Céu de Morfina
A noite finalmente veio, e nela posso repousar o meu peito aflito. Na sua escuridão de ceda estrelada posso calar os demônios que gritam no mar revolto do meu profundo Ser.
No silêncio místico de suas entranhas de mistério posso ouvir o mundo respirar, sentir o seu cansaço guardado de infinitas eras, respirar o sono que enche o mundo com suas areias que evocam os sonhos e despertam os pesadelos.
Meu coração, como se parasse num breve instante de eternidade, se liberta de sua pobre inércia e cai como uma pedra no fundo de um oceano boreal e estrelado.
Fecho os olhos, minha imaginação se enche de seus vapores, meus ouvidos, atentos, mal suportam essa muda canção que parece a voz da própria noite sunssurrada no vento.
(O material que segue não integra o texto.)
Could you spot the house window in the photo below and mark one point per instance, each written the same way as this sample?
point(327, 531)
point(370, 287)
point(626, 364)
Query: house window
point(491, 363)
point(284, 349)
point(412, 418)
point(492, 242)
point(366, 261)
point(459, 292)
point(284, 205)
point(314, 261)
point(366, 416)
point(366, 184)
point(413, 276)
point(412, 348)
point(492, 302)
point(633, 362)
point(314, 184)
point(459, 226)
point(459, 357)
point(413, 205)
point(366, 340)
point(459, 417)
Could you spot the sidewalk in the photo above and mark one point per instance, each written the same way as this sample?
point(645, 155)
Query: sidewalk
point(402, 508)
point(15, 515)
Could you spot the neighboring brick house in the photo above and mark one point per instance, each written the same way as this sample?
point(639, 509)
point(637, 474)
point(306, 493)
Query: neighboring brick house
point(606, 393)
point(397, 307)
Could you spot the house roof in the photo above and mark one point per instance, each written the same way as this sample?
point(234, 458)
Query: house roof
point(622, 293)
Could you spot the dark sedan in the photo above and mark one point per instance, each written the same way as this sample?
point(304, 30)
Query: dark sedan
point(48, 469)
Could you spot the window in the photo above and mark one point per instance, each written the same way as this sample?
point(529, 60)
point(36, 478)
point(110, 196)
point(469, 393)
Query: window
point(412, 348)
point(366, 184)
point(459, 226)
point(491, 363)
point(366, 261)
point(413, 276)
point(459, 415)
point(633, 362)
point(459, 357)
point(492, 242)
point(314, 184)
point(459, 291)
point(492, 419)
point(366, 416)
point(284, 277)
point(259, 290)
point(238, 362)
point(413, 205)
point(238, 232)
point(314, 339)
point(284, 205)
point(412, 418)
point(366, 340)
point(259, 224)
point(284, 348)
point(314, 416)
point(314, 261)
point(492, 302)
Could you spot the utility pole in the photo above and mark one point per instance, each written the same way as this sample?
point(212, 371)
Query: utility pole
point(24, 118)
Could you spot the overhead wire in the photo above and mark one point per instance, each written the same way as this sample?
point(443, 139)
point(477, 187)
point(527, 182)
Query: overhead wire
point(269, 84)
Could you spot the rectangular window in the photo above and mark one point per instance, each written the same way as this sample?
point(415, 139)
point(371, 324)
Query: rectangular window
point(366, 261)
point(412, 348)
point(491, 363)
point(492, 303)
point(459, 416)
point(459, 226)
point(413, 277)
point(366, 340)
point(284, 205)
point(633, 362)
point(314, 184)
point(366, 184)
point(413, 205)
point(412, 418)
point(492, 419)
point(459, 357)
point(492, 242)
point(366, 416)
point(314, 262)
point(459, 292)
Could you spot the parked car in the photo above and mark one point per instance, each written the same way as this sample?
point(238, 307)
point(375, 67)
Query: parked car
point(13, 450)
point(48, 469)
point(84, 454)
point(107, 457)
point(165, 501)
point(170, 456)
Não há dor que me alcance nessas alturas harefeitas. Eu me disperso como um elemento que se funde, que se refugia na vida obscura e oculta dessas horas solitárias.
A noite, como um anjo de morfina, sobrevoa o mundo enquanto uma lua agonizante chora as horas que se vão, que morrem e retornam pacientemente para o seu núcleo.
A morte, vestida de sonho, como uma companheira silenciosa, sopra no meu ouvido palavras frias e ondulantes que se dispersam na vaga neblina dos sonhos.
O silêncio das trevas, o silêncio da vida, esse mutismo universal que cinge o mundo num abraço inexorável de esquecimento e reconfortante solidão.
Eu mesmo me torno silêncio, fluidez, aromas e incensos noturnos; e a escuridão de sangue e carne me devolve o seu olhar manso e felino, como uma flecha de sossego no meu coração desassossegado.